Animal to Human Scaling of Cervical Spine Injury Tolerance in Frontal Impact

Dissertation Date:  March 15, 2024

Cervical spine (c-spine) injury tolerance is not well understood during severe frontal impacts. While c-spine injuries sustained during these impacts are rare, they are often disproportionally debilitating to the individual in the long-term. In order to study the dynamics of c-spine injury during frontal impact, this dissertation repurposed historical kinematic data from frontal impact experiments using a modern statistical and modeling approach. Kinematic data was obtained from two main historic sources: non-human primate (NHP) frontal impact experiments performed by the Naval Biodynamics Laboratory and human research volunteer (HRV) frontal impact experiments performed by the Air Force Research Laboratory.  
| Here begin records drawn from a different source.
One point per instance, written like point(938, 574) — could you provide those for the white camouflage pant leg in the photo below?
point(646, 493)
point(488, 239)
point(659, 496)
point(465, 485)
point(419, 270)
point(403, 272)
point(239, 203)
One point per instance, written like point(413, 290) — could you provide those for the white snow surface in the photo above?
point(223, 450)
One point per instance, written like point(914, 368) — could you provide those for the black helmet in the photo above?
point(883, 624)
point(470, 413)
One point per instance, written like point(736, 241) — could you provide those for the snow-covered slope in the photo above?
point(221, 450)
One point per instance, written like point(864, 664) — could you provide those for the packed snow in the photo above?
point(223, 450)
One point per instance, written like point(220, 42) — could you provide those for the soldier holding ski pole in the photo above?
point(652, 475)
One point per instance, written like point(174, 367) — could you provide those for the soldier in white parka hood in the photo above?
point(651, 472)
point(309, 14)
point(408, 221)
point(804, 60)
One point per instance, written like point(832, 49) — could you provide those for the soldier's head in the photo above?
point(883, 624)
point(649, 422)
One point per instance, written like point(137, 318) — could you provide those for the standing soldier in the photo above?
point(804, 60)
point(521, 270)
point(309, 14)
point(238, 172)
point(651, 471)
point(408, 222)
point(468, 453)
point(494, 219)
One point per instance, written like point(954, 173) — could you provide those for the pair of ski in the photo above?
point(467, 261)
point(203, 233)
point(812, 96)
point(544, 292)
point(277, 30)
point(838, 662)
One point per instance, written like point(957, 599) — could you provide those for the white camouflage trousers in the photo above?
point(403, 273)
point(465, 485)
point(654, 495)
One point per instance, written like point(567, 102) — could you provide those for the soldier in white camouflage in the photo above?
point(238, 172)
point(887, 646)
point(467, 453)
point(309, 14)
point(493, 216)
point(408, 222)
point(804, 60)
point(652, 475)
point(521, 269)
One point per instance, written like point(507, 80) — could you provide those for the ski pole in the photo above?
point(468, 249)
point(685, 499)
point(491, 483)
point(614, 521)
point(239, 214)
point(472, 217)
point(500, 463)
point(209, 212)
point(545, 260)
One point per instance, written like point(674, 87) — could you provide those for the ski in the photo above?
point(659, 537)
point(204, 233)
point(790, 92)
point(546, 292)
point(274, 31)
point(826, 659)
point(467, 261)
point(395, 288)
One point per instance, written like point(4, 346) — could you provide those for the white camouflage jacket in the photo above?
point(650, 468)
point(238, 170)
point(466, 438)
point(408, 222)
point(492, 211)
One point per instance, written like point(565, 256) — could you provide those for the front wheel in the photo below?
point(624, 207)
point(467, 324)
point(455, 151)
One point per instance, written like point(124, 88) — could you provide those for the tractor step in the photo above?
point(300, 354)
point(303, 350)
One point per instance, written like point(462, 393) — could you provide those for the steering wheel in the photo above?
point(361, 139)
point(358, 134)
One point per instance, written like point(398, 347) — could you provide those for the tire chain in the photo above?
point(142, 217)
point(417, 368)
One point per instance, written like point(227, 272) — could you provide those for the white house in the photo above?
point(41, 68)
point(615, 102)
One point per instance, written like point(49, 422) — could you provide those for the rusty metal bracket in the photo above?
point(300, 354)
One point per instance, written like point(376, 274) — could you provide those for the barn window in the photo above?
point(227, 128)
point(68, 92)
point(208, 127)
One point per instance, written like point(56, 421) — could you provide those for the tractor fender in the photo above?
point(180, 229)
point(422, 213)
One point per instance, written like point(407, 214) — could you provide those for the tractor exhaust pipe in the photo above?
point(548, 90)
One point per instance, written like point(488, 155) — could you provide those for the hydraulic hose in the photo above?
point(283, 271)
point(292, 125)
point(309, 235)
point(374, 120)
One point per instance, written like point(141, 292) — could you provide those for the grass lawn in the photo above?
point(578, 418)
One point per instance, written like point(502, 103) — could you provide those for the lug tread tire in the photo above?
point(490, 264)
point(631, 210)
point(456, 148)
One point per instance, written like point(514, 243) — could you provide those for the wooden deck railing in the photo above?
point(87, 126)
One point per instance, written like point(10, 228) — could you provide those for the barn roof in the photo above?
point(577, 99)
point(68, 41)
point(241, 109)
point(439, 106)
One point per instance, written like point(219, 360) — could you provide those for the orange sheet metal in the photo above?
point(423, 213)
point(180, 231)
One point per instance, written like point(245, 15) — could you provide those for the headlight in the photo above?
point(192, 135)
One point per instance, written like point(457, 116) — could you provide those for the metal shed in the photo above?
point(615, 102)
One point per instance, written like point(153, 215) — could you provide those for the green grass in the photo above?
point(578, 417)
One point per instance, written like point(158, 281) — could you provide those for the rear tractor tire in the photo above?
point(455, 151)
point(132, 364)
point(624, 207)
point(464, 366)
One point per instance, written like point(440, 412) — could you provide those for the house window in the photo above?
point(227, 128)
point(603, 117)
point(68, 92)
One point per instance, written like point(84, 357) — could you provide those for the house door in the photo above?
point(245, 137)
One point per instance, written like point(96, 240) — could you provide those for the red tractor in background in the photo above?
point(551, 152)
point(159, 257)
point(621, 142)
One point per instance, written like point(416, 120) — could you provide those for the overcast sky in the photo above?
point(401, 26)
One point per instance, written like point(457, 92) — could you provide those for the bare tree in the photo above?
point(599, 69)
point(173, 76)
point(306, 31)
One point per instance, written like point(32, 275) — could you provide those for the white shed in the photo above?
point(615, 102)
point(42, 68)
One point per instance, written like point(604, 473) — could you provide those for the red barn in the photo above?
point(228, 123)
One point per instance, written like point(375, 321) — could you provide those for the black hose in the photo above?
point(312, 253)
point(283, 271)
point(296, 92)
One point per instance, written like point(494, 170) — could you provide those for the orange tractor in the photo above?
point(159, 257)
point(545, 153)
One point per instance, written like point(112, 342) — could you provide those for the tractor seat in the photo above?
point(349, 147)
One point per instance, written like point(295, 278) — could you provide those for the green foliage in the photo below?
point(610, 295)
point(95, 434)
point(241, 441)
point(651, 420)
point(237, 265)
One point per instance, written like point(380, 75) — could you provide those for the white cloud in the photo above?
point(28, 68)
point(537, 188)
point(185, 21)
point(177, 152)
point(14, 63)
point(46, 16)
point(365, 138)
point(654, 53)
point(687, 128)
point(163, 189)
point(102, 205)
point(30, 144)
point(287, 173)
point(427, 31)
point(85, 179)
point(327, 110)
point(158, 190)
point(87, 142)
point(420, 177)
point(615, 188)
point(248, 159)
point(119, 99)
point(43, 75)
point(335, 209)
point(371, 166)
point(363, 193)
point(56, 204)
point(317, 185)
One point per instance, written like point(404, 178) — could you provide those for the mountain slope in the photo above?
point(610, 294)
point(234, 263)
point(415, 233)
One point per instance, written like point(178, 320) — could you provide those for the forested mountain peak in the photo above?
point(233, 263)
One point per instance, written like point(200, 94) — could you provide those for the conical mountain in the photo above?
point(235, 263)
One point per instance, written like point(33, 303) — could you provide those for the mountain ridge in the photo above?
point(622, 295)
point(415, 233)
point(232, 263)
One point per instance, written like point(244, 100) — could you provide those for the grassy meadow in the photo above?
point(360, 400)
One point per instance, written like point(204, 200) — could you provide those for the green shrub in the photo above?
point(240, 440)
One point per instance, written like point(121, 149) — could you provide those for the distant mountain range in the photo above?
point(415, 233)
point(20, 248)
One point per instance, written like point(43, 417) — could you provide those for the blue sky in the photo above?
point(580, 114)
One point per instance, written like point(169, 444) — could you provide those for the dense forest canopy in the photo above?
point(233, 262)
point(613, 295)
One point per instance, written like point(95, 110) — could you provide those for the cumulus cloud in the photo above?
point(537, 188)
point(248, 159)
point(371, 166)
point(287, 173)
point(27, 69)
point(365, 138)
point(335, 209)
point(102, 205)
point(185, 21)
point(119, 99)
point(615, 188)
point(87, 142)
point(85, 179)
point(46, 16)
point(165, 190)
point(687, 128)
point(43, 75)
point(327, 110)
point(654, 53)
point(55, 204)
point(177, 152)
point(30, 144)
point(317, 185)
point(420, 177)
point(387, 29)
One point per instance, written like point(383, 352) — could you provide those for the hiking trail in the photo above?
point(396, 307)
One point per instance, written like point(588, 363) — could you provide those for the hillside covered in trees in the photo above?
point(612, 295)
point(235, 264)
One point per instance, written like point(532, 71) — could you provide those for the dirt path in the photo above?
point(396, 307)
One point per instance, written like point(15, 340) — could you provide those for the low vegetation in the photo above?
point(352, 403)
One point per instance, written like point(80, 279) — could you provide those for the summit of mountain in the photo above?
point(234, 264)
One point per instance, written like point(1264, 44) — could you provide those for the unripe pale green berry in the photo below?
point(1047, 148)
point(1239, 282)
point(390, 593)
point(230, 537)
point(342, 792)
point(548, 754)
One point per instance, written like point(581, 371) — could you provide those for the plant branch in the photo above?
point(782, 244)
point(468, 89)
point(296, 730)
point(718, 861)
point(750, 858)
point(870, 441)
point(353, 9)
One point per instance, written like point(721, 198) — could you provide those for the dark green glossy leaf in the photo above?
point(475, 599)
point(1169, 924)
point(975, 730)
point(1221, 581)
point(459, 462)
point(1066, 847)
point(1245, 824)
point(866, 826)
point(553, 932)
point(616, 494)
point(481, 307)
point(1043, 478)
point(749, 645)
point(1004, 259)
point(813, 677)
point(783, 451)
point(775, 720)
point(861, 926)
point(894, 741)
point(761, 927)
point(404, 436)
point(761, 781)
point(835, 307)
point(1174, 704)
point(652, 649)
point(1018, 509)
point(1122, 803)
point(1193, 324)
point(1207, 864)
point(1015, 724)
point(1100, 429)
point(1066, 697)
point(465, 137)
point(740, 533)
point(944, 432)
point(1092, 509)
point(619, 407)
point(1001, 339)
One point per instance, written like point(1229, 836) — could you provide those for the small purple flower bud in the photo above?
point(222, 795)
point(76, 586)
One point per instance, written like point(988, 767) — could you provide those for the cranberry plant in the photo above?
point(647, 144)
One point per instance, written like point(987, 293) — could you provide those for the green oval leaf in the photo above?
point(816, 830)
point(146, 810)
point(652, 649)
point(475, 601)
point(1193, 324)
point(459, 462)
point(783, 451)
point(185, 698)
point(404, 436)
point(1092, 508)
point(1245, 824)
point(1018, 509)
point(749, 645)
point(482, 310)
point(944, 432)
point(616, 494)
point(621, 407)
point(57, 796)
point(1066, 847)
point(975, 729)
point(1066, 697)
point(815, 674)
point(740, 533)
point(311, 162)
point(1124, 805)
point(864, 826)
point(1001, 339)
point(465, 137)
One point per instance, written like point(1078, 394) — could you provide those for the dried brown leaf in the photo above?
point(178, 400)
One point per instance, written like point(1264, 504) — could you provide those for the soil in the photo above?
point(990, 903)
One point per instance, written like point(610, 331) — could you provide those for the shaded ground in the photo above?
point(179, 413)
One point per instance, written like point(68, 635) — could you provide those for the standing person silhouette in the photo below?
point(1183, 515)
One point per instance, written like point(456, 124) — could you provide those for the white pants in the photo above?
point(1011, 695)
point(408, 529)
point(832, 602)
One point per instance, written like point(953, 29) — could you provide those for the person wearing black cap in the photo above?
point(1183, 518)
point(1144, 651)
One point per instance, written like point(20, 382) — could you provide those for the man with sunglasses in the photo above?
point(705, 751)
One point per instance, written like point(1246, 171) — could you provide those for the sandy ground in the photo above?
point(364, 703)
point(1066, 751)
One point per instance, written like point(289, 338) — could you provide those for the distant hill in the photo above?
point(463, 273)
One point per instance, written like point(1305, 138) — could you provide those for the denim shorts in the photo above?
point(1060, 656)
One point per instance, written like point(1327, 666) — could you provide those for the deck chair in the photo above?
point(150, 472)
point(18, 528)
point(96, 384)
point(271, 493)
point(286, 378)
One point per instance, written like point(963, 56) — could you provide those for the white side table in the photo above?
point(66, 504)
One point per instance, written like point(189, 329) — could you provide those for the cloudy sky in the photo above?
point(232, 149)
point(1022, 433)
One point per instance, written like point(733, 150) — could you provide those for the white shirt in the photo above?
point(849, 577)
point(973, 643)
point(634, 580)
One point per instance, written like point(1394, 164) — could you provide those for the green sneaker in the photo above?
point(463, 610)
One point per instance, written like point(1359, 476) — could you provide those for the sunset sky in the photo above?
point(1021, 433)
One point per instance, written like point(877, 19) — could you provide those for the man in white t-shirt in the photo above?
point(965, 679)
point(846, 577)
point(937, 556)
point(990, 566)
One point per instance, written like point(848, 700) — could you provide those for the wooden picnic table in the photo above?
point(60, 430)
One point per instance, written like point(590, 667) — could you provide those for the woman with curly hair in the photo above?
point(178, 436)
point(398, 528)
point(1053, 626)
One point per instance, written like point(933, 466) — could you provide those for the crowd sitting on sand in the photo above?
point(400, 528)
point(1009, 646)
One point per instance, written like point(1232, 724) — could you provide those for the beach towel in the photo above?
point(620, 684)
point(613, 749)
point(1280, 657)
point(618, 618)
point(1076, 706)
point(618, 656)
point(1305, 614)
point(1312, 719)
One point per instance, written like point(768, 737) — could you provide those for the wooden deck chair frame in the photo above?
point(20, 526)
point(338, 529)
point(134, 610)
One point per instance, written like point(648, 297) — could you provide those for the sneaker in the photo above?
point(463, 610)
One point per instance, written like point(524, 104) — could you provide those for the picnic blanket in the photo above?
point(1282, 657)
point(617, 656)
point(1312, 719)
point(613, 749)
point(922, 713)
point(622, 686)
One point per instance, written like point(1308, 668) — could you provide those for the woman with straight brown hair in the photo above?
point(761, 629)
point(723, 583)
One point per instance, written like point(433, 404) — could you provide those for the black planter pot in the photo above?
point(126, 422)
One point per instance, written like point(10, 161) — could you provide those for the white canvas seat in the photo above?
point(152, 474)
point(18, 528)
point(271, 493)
First, injury probability curves were calculated from published NHP head kinematics and injury outcomes. These risk curves established injury as a risk of head specific metrics (50% injury risk of head Z acceleration = 101 -G). Next, experimental HRV frontal impact accelerations were used to drive the previously developed GHBMC human head-neck (HN) model to simulate non-injurious frontal impact. Output head accelerations were validated with experimental results. Ligament strains of the c-spine then verified an optimal muscle activation scheme to accurately replicate the live HRVs, with extensors activated at 40% of maximum activation and earlier activation time. A NHP HN model was constructed and simulated under experimental sled accelerations to kinematically validate at non-injurious and injurious levels. GHBMC HN model results were compared to NHP HN model results under the same initial conditions for the NHP experiments to compare scaling factors and to determine head acceleration injury risk in humans during frontal impact.  
The NHP HN model confirmed injury mechanisms seen in experimental outcomes from severe frontal impact. Additionally, the resulting scaled injury risk curves, detailing potential severe human injury risk as a function of head acceleration, compared well with the ligament strains in the re-validated GHBMC HN model. An initial injury threshold of 58 -G in the Z-direction, causing neck tension, was established for frontal impact. Overall, the goal of this project was to utilize historical kinematic data from frontal impact experiments, which will likely never be replicated, to predict human c-spine injury tolerance during severe frontal impacts.